It’s still not widely understood by companies that they do not have to register for ESOS and that they are not going to be told by Government if they are in or out, its all down to company executives to decide their approach. That might be a challenge if a recent industry survey that suggested less than two thirds of large companies are not aware of what they are required to do for compliance. If two thirds of large companies are not aware, that doesn’t bode well for the expected knowledge in smaller companies that will comply.
What is a fact is that companies meeting the qualification requirements will have to declare compliance by 5th December 2015 or risk the penalty of fines up to £50,000 and public disclosure of non-compliance.
Given that the aim of ESOS is to promote the uptake of cost-effective energy efficiency measures the demand side energy industry expected that the Department of Energy and Climate Change might do more to increase awareness to potential participants, with a focus on the benefits rather than perceived cost of compliance.
At a recent seminar in London where I spoke alongside Martin Adams of DECC I posed a question that I have been asked a number of times both by participants and potential service providers, “Will more guidance be made available?” the answer was very clear and straightforward “No”.
So, we have all the guidance we are going to get so with less than twelve months to comply it’s essential that the scheme gets underway or we could have yet another missed opportunity for energy efficiency.
There is no shortage of guidance from within the industry regarding the scheme, and since September it would seem that there has been a conscious effort for everyone to bombard everyone else inbox with ESOS related marketing, my fear however is that this is simply finding its way to the same ‘already aware’ participants and other service providers.
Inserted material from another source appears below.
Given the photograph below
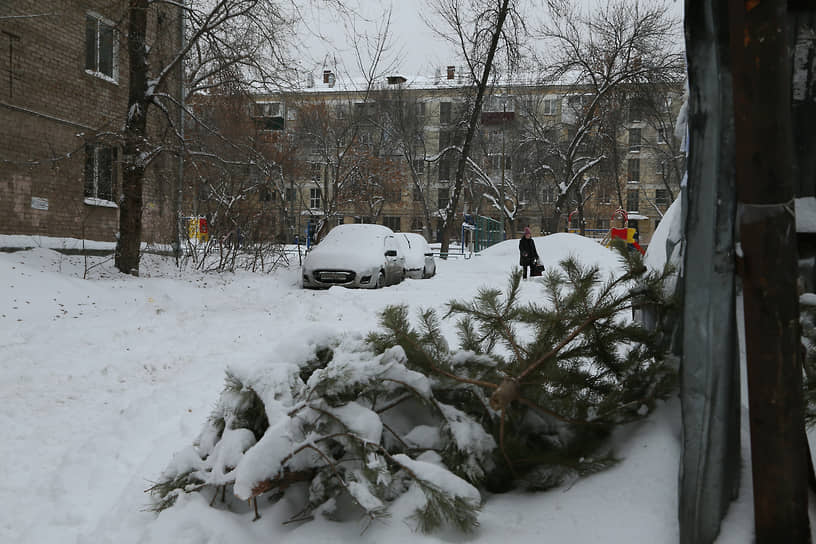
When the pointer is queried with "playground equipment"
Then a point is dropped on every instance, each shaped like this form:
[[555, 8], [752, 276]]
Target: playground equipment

This may have resulted in early confusion but already knowledge of the scheme is increasing with the qualification of the Lead Assessor role.
The Lead Assessor plays a pivot role in compliance, if considered as a project then the Lead Assessor is the project manager or coordinator. There are multiple routes to compliance but other than for this that have acted early enough to implement and certify to ISO50001 will remove the need for the signature of a Lead Assessor.
There are a number of schemes now approved to accredit Lead Assessors, ESTA recently invited the Energy Institute (who host the Register of Professional Energy Consultants) and CIBSE (who host the Low Carbon Consultants Register) to answer respond to questions and answers from ESTA members. The result demonstrated two already well established knowledge bases each with Lead Assessors on hand.
If you are participant, selecting your Lead Assessor is very important to deliver your objectives. Be clear with your priorities, avoid being led by discussions around sampling for site surveys and what 90% of consumption to be covered, instead focus on what you want to achieve.
Remember, the Lead Assessor doesn’t have to carry out site assessments but does have to approve them as being fit for purpose as part of your compliance.
So why allow multiple routes to compliance? Simply because there are a plethora of initiatives out there asking business to measure energy use, or carbon emissions, or greenhouse gas emissions, and then submit reports. In consultation business suggested to government that rather than create yet another unique compliance route for ESOS, it should look at the existing methods and identify which of those could assist with ESOS compliance.
Whatever your route to compliance create your team with your chosen Lead Assessor to ensure that ESOS works for you and we don’t miss another golden opportunity to drive energy efficiency.